Prawo w sluzbie "poprawnosci politycznej"
Mozna sie cieszyc, ze po swoim szczytowym okresie lat 90-ych ubieglego stulecia, "poprawnosc polityczna" zostala przyhamowana. Niestety nie mozna liczyc na to, ze proces ten bedzie ciagle postepowal. "Poprawnosc polityczna" stoi bowiem na mocnych nogach.
Ian Hunter, profesor prawa na University of Western Ontario w London (Kanada) przy okazji niedopuszczenia do wykladu konserwatywnej polemistki, Ann Coulter na uniwersytecie w Ottawie, napisal artykul pt. "Czy uniwersytety sa bastionami wolnosci slowa? Nie w Kanadzie". Mozna w jego tekscie wylowic dwa mocne fundamenty "politycznej poprawnosci". Posluze sie obszernymi cytatami artykulu I.Huntera.
"Kanadyjska awersja do wolnosci slowa ma dwa zrodla legislacyjne. Czesci kodeksu Karnego traktujace o "literaturze nienawisci" zabraniaja jakichkolwiek przekazow komunikacyjnych, ktore moglyby narazic jakas osobe na nienawisc z powodu koloru skory, rasy, religii czy pochodzenia etnicznego. Poniewaz prokurator nie musi udowadniac intencji czy rzeczywistego poszkodowania, sekcja ta ma mrozacy wplyw na wolnosc slowa, nawet jesli prokuratyura rzadko zajmuje tym rodzajem przestepstwa.

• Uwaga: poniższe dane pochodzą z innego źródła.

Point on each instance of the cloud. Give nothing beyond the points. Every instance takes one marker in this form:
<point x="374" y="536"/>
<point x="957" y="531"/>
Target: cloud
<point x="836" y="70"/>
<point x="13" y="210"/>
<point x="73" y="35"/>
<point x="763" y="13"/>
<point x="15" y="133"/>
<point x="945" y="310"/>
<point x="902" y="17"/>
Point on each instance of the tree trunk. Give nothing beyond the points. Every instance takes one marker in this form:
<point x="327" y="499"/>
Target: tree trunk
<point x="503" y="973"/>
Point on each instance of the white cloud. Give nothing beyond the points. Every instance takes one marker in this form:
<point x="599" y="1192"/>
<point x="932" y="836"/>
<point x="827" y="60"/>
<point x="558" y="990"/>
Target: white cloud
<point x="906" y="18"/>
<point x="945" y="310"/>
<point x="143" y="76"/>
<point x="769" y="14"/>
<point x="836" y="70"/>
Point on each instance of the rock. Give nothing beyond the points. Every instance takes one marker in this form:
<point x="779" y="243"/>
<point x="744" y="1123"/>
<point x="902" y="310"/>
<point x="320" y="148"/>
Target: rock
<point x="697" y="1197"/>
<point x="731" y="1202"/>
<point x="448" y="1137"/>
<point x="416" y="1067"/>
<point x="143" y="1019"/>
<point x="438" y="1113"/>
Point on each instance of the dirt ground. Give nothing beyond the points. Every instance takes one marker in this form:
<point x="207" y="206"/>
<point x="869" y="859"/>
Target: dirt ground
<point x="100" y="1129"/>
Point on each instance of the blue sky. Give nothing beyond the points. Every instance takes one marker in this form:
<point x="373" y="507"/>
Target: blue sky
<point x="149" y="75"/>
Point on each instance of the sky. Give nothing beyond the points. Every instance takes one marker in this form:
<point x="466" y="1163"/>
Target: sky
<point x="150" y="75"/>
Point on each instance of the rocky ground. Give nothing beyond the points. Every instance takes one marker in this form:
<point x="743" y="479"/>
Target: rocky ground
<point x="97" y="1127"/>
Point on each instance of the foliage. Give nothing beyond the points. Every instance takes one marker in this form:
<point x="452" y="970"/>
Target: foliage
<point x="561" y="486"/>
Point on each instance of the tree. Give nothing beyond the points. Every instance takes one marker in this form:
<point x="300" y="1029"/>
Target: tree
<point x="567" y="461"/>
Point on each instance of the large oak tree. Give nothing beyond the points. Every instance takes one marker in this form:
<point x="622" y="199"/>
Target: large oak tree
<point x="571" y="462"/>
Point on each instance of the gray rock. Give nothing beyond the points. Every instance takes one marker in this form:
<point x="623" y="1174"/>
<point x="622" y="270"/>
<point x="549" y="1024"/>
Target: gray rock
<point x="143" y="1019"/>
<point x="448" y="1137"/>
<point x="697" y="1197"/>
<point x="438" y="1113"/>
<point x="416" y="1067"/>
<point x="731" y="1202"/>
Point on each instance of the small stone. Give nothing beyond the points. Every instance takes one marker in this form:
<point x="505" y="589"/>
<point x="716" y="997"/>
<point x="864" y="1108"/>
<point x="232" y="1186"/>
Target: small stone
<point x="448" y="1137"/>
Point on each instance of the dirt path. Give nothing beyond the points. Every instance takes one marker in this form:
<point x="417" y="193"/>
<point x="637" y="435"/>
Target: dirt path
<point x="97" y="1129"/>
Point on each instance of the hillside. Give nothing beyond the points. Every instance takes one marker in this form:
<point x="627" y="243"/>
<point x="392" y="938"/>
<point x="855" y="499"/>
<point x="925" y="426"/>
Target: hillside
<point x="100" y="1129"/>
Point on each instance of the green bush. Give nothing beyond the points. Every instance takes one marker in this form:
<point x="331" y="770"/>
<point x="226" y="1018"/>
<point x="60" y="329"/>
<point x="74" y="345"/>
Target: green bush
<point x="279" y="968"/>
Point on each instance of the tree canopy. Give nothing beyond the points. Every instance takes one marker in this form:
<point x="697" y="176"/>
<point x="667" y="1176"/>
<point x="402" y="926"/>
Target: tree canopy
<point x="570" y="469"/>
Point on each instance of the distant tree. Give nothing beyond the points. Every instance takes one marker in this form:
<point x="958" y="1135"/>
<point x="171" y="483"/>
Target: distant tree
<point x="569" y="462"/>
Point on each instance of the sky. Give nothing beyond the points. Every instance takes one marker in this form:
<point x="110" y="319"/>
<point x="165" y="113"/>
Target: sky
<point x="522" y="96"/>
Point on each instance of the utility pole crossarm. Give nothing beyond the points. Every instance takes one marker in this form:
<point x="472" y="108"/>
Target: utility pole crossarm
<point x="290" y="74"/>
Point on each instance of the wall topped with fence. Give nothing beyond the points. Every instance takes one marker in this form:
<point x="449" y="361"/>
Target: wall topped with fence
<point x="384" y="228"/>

Jeszcze bardziej totalitarne sa postanowienia zawarte w tworzonej w prowincjach legislacji dotyczacej praw czlowieka;obywaja sie one bez wiekszosci zabezpieczen wbudowanych w prawo kryminalne, wlacznie z zalozeniem niewinnosci, dowodem poza wszelka uzasadniona watpliwoscia, bezstronnym sadem oraz prawda jako narzedziem obrony. Wysokie koszty obrony przed takimi "kangurzymi trybunalami" skloni wiekszosc ludzi do trzymania jezyka za zebami... Komisje praw czlowieka nie sa zainteresowane twoimi prawami. Dla roznych typkow zajmujacych sie sadzeniem w sprawach dotyczacych praw czlowieka prawica polityczna nie ma praw. Prawicowcy, wy jestescie problemem. W dodatku, cokolwiek powiecie na wlasna obrone, moze byc traktowane jako obraza kogos, a tym samym uzyta przeciwko wam".
Tyle o jednej nodze. Teraz o drugiej:
"Najlepszym sposobem zrozumienia naszych dzisiejszych uniwersytetow jest widzenie ich jako koncowego etapu sytemu ksztalcenia w duchu "poprawnosci politycznej". Studenci, od samego przedszkola byli poddawaniu praniu mozgow w duchu liberalnym w odniesieniu do wszystkich spraw - politycznych, moralnych i spolecznych. Uniwersytet istnieje po to, by zakonczyc ten proces ksztalcenia. Oczywiscie, ze przy okazji w programach umieszcza sie tez troche uczenia czegos tam".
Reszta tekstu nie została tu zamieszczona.